Dive Brief:
- By the middle of 2014, Missouri’s installed solar capacity will jump from last year’s 39 megawatts to near 110 megawatts. Growth has been driven by a 2008 voter-mandated utility rebate program that also created a 15%-renewables-by-2021 Renewable Energy Standard. The $2 per watt rebate, with the 30% investment tax credit and rapidly falling solar module prices, drove growth so fast that legislators, with solar leaders’ backing, cut the rebate for this year to $1.50 per watt as part of a six-year phase out.

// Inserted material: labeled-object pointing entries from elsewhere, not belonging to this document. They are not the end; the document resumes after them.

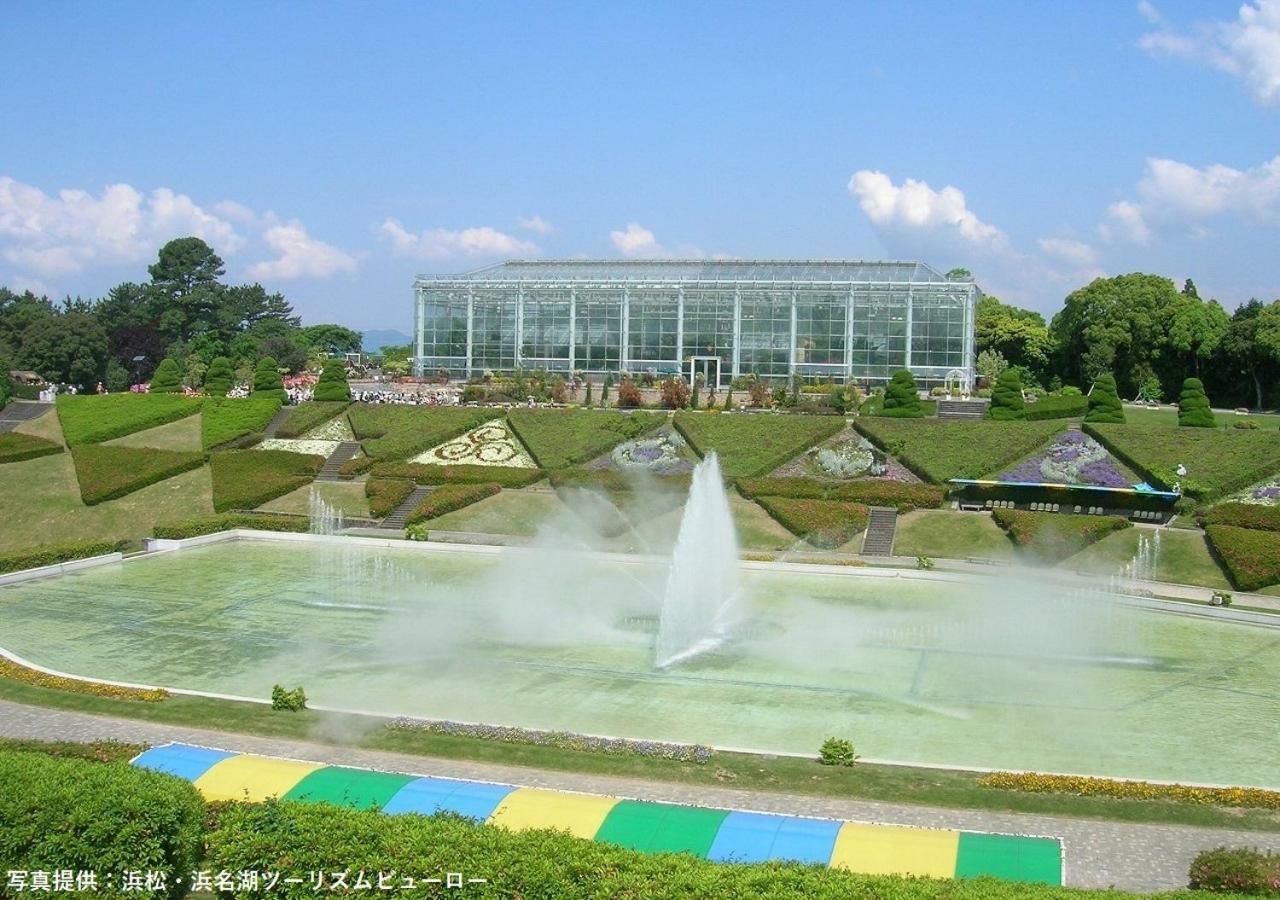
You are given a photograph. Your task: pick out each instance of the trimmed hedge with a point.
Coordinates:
(449, 498)
(750, 444)
(385, 494)
(938, 450)
(246, 479)
(392, 432)
(104, 817)
(91, 419)
(109, 473)
(560, 438)
(193, 528)
(823, 524)
(227, 419)
(1052, 537)
(49, 554)
(433, 474)
(1219, 460)
(17, 447)
(306, 416)
(1251, 558)
(901, 496)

- When growth still threatened to exceed the 1%-of-ratepayer-bills program cap, Kansas City Power & Light (KCP&L) and Ameren asked Democratic Governor Jay Nixon to suspend it. The $175 million compromise rebate fund agreed to by utilities and solar leaders to avoid that suspension is nearly used up and the state’s solar industry has now begun to flounder.
- Some state legislators want to revive the rebate program, at least for schools and non-profits. Others propose rebating to solar as an efficiency measure under Missouri’s energy efficiency resource standard. But there does not appear to be enough time left in this year’s session to push a bill through.
Dive Insight:
Ironically, solar advocates may now look more charitably on the KCP&L obstacles to interconnection that last year slowed and frustrated them. The first indicator that solar players saw this coming was when Brightergy, Missouri’s leading solar installer, last year partnered with Capstone to add microturbine sales and installation to its business. The less farsighted or nimble among Missouri’s solar installers are now downsizing.
While solar leaders are calling for relief from the “solar roller coaster” of boom and bust, Governor Nixon is talking up a long term state energy policy that will do nothing to save a fast-fading solar industry.